I do not like the feeling of being choked every time I put my seat belt on in my car.  I don’t like the feeling of wedging my fat thighs and ass into an office chair that feels like it’s going to break at any second. I do not like feeling that my stomach takes up my entire body and how it looks when I sit down. I do not like that I cannot bend comfortably when I wear jeans.  And I especially don’t like feeling invisible.  My blog has been a representation of who I am from the get go. I talk about my honest opinions about products I use and clothing I like and about my feelings of having excess fat on my body.  I talk about how I don’t like society’s message to us, and I can recognize how this seems like a contradiction.  Being fat is not like being gay in the sense that you cannot change being gay. You can be bisexual and attracted to both sexes, but you can’t be bi-fat. There is no swinging pendulum going from one to the other. Either you are fat or you are a natural weight for your body’s frame.

 

This past weekend I went to NYC for the feast San Gennaro. Naturally this is all about eating lol. What I did eat was about 5 deep fried oreos and a sausage and broccoli rabe wedge. The rest of it is about walking up and down the whole of Mulberry St. in Little Italy. I was sweating and exhausted by the time we got through with one half of the street and walking our way up through China town. It was the most uncomfortable I have felt in my own skin in a very very long time.  So now I just have to wait and see once my insurance kicks in and then I will start my journey down that path.
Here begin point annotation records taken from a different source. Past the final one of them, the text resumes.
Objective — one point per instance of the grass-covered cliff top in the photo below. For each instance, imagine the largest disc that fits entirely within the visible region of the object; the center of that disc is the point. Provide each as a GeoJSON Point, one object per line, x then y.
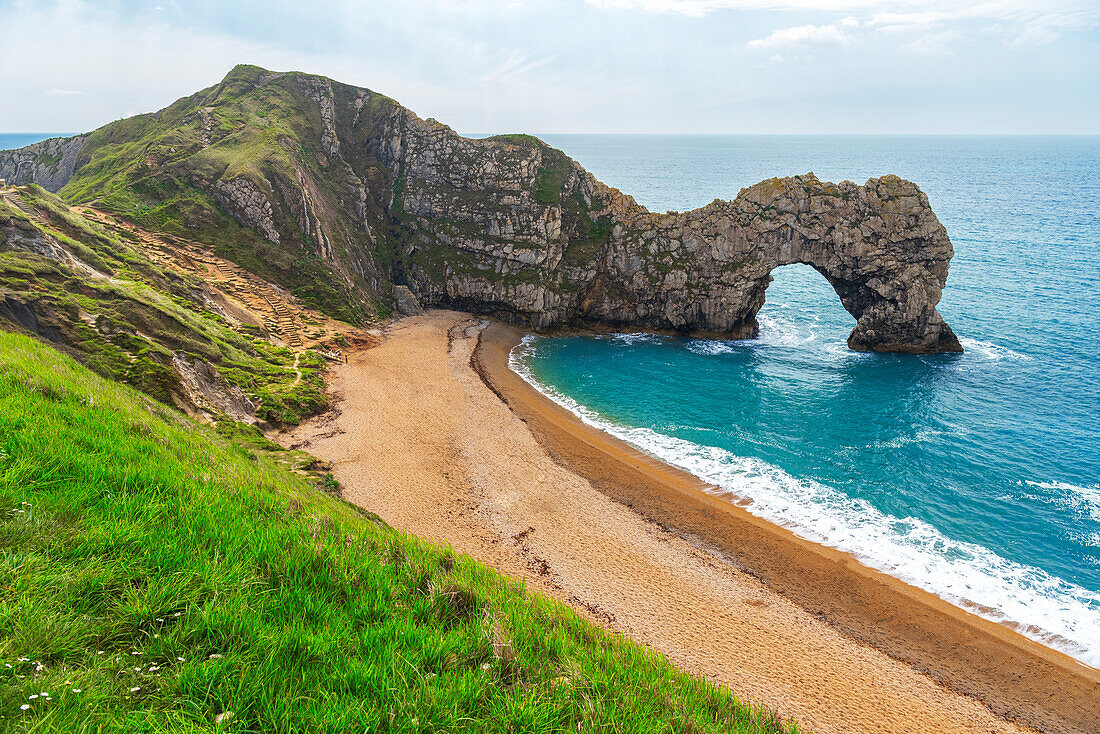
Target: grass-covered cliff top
{"type": "Point", "coordinates": [157, 577]}
{"type": "Point", "coordinates": [131, 319]}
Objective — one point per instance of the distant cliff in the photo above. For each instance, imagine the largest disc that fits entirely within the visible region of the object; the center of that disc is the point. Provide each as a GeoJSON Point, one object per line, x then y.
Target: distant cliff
{"type": "Point", "coordinates": [341, 194]}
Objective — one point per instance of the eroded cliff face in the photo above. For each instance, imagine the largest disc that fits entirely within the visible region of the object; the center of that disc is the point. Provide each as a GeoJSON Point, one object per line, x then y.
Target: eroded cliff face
{"type": "Point", "coordinates": [521, 230]}
{"type": "Point", "coordinates": [510, 227]}
{"type": "Point", "coordinates": [50, 163]}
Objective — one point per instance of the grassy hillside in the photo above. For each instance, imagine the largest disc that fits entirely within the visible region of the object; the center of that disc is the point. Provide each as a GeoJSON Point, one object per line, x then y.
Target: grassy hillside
{"type": "Point", "coordinates": [160, 171]}
{"type": "Point", "coordinates": [155, 576]}
{"type": "Point", "coordinates": [133, 320]}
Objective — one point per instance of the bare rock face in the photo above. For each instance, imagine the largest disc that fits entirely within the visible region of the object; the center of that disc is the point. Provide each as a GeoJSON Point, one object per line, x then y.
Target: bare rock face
{"type": "Point", "coordinates": [50, 163]}
{"type": "Point", "coordinates": [513, 228]}
{"type": "Point", "coordinates": [249, 204]}
{"type": "Point", "coordinates": [491, 236]}
{"type": "Point", "coordinates": [705, 271]}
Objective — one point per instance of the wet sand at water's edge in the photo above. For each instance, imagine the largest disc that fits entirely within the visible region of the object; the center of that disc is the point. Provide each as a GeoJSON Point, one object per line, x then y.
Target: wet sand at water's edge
{"type": "Point", "coordinates": [437, 436]}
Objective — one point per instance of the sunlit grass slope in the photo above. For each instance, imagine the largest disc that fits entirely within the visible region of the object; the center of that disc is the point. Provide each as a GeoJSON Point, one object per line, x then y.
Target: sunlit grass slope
{"type": "Point", "coordinates": [155, 577]}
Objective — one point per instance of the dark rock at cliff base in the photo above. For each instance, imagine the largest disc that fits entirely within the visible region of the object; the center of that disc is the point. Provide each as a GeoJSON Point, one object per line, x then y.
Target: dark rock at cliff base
{"type": "Point", "coordinates": [405, 302]}
{"type": "Point", "coordinates": [359, 193]}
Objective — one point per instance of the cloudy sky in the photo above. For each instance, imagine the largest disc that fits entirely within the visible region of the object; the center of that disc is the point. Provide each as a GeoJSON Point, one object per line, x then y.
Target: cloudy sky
{"type": "Point", "coordinates": [545, 66]}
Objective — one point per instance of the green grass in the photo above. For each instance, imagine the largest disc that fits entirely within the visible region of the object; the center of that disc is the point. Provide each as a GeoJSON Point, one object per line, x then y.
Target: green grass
{"type": "Point", "coordinates": [128, 329]}
{"type": "Point", "coordinates": [155, 574]}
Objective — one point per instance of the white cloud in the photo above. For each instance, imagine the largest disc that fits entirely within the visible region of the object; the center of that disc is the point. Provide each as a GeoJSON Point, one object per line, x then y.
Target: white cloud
{"type": "Point", "coordinates": [801, 36]}
{"type": "Point", "coordinates": [934, 44]}
{"type": "Point", "coordinates": [1035, 35]}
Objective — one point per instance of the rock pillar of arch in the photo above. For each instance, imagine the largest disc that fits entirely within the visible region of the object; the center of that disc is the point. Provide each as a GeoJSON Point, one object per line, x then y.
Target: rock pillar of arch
{"type": "Point", "coordinates": [879, 244]}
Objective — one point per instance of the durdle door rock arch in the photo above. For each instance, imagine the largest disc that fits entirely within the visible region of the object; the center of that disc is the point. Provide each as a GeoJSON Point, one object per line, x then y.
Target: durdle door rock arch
{"type": "Point", "coordinates": [392, 205]}
{"type": "Point", "coordinates": [879, 245]}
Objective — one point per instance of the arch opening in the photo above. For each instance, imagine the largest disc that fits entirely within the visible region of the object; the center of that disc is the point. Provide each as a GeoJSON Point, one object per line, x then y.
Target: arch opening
{"type": "Point", "coordinates": [801, 305]}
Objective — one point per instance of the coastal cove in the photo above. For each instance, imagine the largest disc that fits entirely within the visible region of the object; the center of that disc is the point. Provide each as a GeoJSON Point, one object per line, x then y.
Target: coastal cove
{"type": "Point", "coordinates": [972, 477]}
{"type": "Point", "coordinates": [420, 438]}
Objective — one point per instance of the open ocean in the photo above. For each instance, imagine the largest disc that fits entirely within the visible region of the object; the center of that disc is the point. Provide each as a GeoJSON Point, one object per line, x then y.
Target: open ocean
{"type": "Point", "coordinates": [975, 477]}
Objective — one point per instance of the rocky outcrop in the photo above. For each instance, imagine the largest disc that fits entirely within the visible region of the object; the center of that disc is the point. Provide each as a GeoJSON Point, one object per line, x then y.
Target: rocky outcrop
{"type": "Point", "coordinates": [510, 227]}
{"type": "Point", "coordinates": [491, 236]}
{"type": "Point", "coordinates": [50, 163]}
{"type": "Point", "coordinates": [249, 204]}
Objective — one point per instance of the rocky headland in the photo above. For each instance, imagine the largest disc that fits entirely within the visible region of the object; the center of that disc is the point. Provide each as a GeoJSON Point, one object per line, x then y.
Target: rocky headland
{"type": "Point", "coordinates": [358, 206]}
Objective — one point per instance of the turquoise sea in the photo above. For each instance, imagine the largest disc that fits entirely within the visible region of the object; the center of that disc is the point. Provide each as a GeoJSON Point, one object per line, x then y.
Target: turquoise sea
{"type": "Point", "coordinates": [976, 477]}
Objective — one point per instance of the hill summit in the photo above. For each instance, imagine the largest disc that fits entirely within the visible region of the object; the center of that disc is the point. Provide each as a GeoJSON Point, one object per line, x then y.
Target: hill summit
{"type": "Point", "coordinates": [356, 206]}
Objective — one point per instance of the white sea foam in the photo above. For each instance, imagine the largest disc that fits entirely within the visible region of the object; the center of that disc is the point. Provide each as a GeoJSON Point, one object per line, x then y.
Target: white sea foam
{"type": "Point", "coordinates": [711, 347]}
{"type": "Point", "coordinates": [779, 331]}
{"type": "Point", "coordinates": [991, 351]}
{"type": "Point", "coordinates": [1037, 604]}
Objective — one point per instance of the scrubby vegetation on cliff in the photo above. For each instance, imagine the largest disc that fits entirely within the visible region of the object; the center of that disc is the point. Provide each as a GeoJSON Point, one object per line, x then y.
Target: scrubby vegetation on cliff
{"type": "Point", "coordinates": [340, 194]}
{"type": "Point", "coordinates": [101, 297]}
{"type": "Point", "coordinates": [155, 576]}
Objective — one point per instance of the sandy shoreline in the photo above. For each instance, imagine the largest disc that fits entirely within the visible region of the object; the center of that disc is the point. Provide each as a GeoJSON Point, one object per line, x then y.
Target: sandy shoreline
{"type": "Point", "coordinates": [524, 485]}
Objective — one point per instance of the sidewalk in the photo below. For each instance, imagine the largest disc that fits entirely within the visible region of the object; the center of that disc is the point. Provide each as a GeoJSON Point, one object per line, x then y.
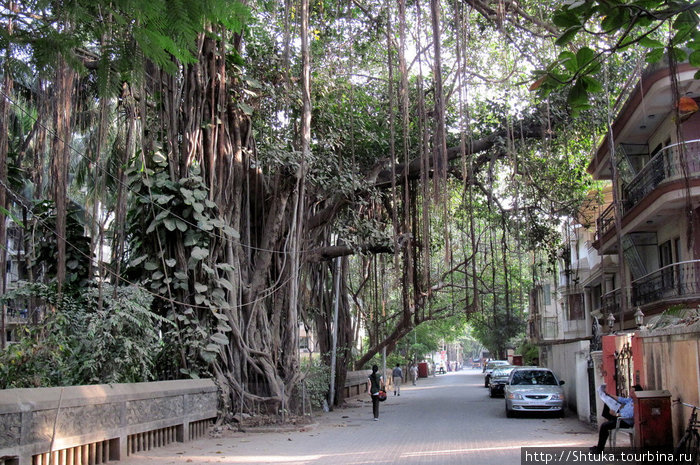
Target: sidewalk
{"type": "Point", "coordinates": [445, 420]}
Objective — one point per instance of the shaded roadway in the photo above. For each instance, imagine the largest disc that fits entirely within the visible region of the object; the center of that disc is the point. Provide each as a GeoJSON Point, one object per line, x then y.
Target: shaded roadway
{"type": "Point", "coordinates": [445, 420]}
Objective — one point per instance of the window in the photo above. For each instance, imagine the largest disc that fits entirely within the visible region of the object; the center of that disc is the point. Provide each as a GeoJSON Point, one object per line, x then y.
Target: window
{"type": "Point", "coordinates": [576, 311]}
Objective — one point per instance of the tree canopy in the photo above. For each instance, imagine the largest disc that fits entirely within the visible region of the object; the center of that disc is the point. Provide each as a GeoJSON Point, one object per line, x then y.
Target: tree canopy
{"type": "Point", "coordinates": [227, 171]}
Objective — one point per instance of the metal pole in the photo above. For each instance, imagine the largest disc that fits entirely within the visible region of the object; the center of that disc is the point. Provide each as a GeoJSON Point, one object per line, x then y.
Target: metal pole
{"type": "Point", "coordinates": [331, 395]}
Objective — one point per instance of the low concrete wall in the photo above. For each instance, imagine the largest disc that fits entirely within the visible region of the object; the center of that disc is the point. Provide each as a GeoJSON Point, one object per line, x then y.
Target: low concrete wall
{"type": "Point", "coordinates": [570, 363]}
{"type": "Point", "coordinates": [672, 362]}
{"type": "Point", "coordinates": [356, 382]}
{"type": "Point", "coordinates": [82, 425]}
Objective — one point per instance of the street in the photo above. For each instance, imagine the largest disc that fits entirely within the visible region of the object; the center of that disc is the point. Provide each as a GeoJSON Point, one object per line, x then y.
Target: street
{"type": "Point", "coordinates": [445, 420]}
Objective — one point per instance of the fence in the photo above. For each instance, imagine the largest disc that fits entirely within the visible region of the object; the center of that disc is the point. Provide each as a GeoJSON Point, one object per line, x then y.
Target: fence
{"type": "Point", "coordinates": [86, 425]}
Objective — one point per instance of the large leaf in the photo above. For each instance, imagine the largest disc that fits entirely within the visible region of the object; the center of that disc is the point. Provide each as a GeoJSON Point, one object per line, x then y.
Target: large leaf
{"type": "Point", "coordinates": [199, 253]}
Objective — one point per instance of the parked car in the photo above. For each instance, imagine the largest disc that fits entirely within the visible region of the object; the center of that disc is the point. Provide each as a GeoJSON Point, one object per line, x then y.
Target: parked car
{"type": "Point", "coordinates": [499, 378]}
{"type": "Point", "coordinates": [489, 368]}
{"type": "Point", "coordinates": [533, 390]}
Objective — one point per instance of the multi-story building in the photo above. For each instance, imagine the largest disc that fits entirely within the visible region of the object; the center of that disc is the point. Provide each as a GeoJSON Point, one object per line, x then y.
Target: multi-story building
{"type": "Point", "coordinates": [637, 256]}
{"type": "Point", "coordinates": [654, 222]}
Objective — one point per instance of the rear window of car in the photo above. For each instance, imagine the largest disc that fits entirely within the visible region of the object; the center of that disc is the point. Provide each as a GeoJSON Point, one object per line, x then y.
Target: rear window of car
{"type": "Point", "coordinates": [533, 377]}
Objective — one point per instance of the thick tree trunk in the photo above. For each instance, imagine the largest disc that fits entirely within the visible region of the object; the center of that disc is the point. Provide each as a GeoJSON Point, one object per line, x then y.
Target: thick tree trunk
{"type": "Point", "coordinates": [60, 157]}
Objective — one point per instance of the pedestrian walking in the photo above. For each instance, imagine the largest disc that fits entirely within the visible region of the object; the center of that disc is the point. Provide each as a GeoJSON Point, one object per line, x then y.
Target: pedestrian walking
{"type": "Point", "coordinates": [375, 383]}
{"type": "Point", "coordinates": [397, 378]}
{"type": "Point", "coordinates": [414, 373]}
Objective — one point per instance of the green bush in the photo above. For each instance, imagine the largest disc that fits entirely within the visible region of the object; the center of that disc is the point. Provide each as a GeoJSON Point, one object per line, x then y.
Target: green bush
{"type": "Point", "coordinates": [317, 378]}
{"type": "Point", "coordinates": [80, 341]}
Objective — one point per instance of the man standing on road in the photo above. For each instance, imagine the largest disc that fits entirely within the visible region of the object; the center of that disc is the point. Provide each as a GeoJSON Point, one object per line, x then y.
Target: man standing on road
{"type": "Point", "coordinates": [397, 378]}
{"type": "Point", "coordinates": [375, 383]}
{"type": "Point", "coordinates": [414, 373]}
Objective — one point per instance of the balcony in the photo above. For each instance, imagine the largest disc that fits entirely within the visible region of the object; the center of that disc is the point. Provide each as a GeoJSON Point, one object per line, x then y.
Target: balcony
{"type": "Point", "coordinates": [673, 283]}
{"type": "Point", "coordinates": [606, 223]}
{"type": "Point", "coordinates": [664, 167]}
{"type": "Point", "coordinates": [610, 302]}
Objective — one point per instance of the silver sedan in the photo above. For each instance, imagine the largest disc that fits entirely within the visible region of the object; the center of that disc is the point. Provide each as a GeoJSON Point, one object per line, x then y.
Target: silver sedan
{"type": "Point", "coordinates": [533, 390]}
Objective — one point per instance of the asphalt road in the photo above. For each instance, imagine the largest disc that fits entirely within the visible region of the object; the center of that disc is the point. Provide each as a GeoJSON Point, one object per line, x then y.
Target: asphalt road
{"type": "Point", "coordinates": [445, 420]}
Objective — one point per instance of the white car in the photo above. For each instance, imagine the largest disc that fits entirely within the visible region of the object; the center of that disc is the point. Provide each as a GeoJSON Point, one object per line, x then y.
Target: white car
{"type": "Point", "coordinates": [488, 369]}
{"type": "Point", "coordinates": [533, 390]}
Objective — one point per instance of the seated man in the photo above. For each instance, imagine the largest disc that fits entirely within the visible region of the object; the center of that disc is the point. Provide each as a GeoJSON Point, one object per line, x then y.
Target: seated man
{"type": "Point", "coordinates": [615, 407]}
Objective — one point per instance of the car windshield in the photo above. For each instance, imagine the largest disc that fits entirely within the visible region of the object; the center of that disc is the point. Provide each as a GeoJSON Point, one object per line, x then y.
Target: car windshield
{"type": "Point", "coordinates": [537, 378]}
{"type": "Point", "coordinates": [502, 371]}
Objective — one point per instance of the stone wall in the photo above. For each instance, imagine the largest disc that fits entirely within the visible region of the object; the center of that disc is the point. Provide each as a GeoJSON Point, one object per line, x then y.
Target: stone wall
{"type": "Point", "coordinates": [356, 382]}
{"type": "Point", "coordinates": [672, 362]}
{"type": "Point", "coordinates": [569, 362]}
{"type": "Point", "coordinates": [35, 422]}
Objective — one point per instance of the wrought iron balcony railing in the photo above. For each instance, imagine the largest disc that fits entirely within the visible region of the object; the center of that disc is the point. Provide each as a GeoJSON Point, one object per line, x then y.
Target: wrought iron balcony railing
{"type": "Point", "coordinates": [610, 302]}
{"type": "Point", "coordinates": [676, 281]}
{"type": "Point", "coordinates": [665, 166]}
{"type": "Point", "coordinates": [605, 222]}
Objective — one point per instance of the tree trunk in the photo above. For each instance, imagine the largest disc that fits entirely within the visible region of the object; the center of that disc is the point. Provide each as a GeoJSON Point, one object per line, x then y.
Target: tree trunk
{"type": "Point", "coordinates": [60, 158]}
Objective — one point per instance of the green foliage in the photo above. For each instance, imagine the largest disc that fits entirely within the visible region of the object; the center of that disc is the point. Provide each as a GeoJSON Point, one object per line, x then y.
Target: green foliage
{"type": "Point", "coordinates": [80, 341]}
{"type": "Point", "coordinates": [620, 25]}
{"type": "Point", "coordinates": [529, 351]}
{"type": "Point", "coordinates": [78, 253]}
{"type": "Point", "coordinates": [165, 213]}
{"type": "Point", "coordinates": [162, 31]}
{"type": "Point", "coordinates": [317, 378]}
{"type": "Point", "coordinates": [496, 329]}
2 Comments to “New Changes Of All Kinds”

  • Interesting – some very poignant comments made here, a few I even had to go back and read again, to see “did she really just say ?!” … are you going to continue your blog, so that we are along with you on your journey ???

  • Jeannee » Yes I am going to keep this blog for a while I would imagine. I have wanted a long term tool to help me in my journey. I never thought it would be an option because up until about two months ago I was not considering going back into the work force. Now that all of this has changed I am faced with the possibility of doing what I wanted to do back in 2009.

    The women on my mother’s side of my family have a history of HBP, I don’t want to develop that because I am fat. I want to live one day that does not involve pain in my ankles, feet, legs, and back. I honestly cannot remember a day when I didn’t have pain in my ankles, I would say it was probably childhood years. I wholeheartedly feel that being fat is not something that brings longevity, and I’m not content blowing up like a 550+ lb blob. I ran my own erotic BBW website for about 6-7 years, and when I look at some of these women getting fatter and fatter for the sake of being fat, I can’t help but think that they are mentally ill. Every fat woman who has kept gaining weight for her website and money has died at a very early age, most of them in their forties. The people who participate in that half of the BBW community don’t want to hear fat people talking about wanting to be a normal functioning weight. They want us all to adopt the same mindset that is killing them all off.

    My ultimate intention for everything I’ve done was to make people see me as someone who was pretty and sexy in a big way and that I’m not ugly just because I’m fat. I’m not sexy because of my fat or lack thereof, I just am. It was never to join the gainer crusade.